Meetings: Tuesdays and Thursdays, 12:45-2pm, WH 111
Website: http://jfukuyama.github.io/teaching/stat670
Instructor: Prof. Julia Fukuyama | jfukuyam at iu dot edu | |
Office hours: Tuesdays 2:30-3:30pm, Wednesdays 1-2pm Swain East 225 | ||
Associate Instructor: Mr. Yue Yu | yyu3 at iu dot edu | |
Office hours: Mondays and Fridays 1-3pm | Swain East 200 |
Graphical and modeling techniques for exploring data, with an emphasis on visualization, interpretation, and clear communication of findings. Use of modern software tools for data manipulation and visualization. Connections to traditional statistical methods.
We will be drawing heavily on Cleveland’s Visualizing Data and Hadley Wickham’s ggplot2: Elegant Graphics for Data Analysis. Both of these are available online through the IU library.

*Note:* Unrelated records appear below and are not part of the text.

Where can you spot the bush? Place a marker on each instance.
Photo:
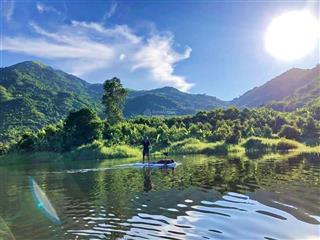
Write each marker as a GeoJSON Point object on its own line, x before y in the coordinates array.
{"type": "Point", "coordinates": [187, 146]}
{"type": "Point", "coordinates": [234, 138]}
{"type": "Point", "coordinates": [255, 143]}
{"type": "Point", "coordinates": [286, 144]}
{"type": "Point", "coordinates": [99, 150]}
{"type": "Point", "coordinates": [290, 132]}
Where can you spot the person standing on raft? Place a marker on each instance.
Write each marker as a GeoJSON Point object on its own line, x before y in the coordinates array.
{"type": "Point", "coordinates": [146, 148]}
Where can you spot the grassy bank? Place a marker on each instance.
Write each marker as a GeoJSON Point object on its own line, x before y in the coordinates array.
{"type": "Point", "coordinates": [253, 147]}
{"type": "Point", "coordinates": [250, 145]}
{"type": "Point", "coordinates": [99, 150]}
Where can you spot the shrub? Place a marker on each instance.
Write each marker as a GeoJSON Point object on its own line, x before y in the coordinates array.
{"type": "Point", "coordinates": [255, 143]}
{"type": "Point", "coordinates": [289, 132]}
{"type": "Point", "coordinates": [99, 150]}
{"type": "Point", "coordinates": [189, 145]}
{"type": "Point", "coordinates": [286, 144]}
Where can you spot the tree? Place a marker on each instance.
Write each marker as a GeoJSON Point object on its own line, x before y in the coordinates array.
{"type": "Point", "coordinates": [113, 99]}
{"type": "Point", "coordinates": [310, 129]}
{"type": "Point", "coordinates": [289, 132]}
{"type": "Point", "coordinates": [81, 127]}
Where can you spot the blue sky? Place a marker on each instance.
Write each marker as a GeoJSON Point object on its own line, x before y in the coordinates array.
{"type": "Point", "coordinates": [211, 47]}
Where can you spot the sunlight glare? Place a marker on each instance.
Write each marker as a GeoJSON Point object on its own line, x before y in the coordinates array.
{"type": "Point", "coordinates": [292, 35]}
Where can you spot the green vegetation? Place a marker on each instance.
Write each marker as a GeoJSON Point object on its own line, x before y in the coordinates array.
{"type": "Point", "coordinates": [83, 134]}
{"type": "Point", "coordinates": [113, 99]}
{"type": "Point", "coordinates": [33, 95]}
{"type": "Point", "coordinates": [100, 150]}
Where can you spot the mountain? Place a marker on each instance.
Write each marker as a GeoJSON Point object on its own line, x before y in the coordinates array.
{"type": "Point", "coordinates": [292, 85]}
{"type": "Point", "coordinates": [33, 95]}
{"type": "Point", "coordinates": [168, 101]}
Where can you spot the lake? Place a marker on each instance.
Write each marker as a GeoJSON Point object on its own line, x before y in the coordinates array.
{"type": "Point", "coordinates": [202, 198]}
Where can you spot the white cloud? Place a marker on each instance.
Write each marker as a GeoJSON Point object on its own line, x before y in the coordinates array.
{"type": "Point", "coordinates": [7, 9]}
{"type": "Point", "coordinates": [110, 12]}
{"type": "Point", "coordinates": [159, 57]}
{"type": "Point", "coordinates": [82, 47]}
{"type": "Point", "coordinates": [42, 8]}
{"type": "Point", "coordinates": [122, 56]}
{"type": "Point", "coordinates": [116, 32]}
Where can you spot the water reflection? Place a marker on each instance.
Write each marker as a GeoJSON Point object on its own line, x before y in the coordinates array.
{"type": "Point", "coordinates": [203, 198]}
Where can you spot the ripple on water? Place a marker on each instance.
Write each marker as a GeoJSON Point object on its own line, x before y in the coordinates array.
{"type": "Point", "coordinates": [232, 217]}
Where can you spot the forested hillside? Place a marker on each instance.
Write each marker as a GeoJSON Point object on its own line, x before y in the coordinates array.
{"type": "Point", "coordinates": [297, 86]}
{"type": "Point", "coordinates": [33, 95]}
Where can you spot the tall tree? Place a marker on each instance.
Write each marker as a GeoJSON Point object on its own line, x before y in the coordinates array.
{"type": "Point", "coordinates": [81, 127]}
{"type": "Point", "coordinates": [113, 99]}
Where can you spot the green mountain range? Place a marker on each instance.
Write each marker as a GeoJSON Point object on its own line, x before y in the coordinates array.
{"type": "Point", "coordinates": [33, 94]}
{"type": "Point", "coordinates": [292, 89]}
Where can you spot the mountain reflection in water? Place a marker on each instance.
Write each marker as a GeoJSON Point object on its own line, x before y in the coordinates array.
{"type": "Point", "coordinates": [203, 198]}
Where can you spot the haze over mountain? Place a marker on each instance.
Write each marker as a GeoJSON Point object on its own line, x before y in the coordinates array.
{"type": "Point", "coordinates": [283, 88]}
{"type": "Point", "coordinates": [33, 94]}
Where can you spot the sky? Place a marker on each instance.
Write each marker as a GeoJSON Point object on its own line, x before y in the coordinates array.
{"type": "Point", "coordinates": [209, 47]}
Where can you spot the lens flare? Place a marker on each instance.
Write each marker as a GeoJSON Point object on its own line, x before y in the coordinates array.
{"type": "Point", "coordinates": [42, 202]}
{"type": "Point", "coordinates": [292, 35]}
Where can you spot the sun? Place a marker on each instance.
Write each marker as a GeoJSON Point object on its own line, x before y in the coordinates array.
{"type": "Point", "coordinates": [292, 35]}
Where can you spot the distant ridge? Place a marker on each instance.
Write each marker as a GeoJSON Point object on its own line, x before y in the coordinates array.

Also useful will be R for Data Science by Wickham and Grolemund, available online.
Readings and notes for topics not covered in the textbooks will be posted to the course website and to canvas.
Classes will be a combination of lecture and tool demonstration. It will generally be helpful for you to have an R session open to follow along wth the code. Slides or notes, with R code, will be posted to the class website before each lecture.
We will also have a regular set of in-class exercises where you will try out some of the sorts of analyses we have recently covered in class, think through why we would want to perform such an analysis, and think through what the implications of the analysis might be.
Grades will be assigned based on:
There will be no final exam; the last responsibility for the course will be the report for the final project due on the last day of class.
The projects will be graded on how well the material is presented in addition to accuracy. This means there should be no extraneous material, plots should be readable, and text and figures should be formatted nicely.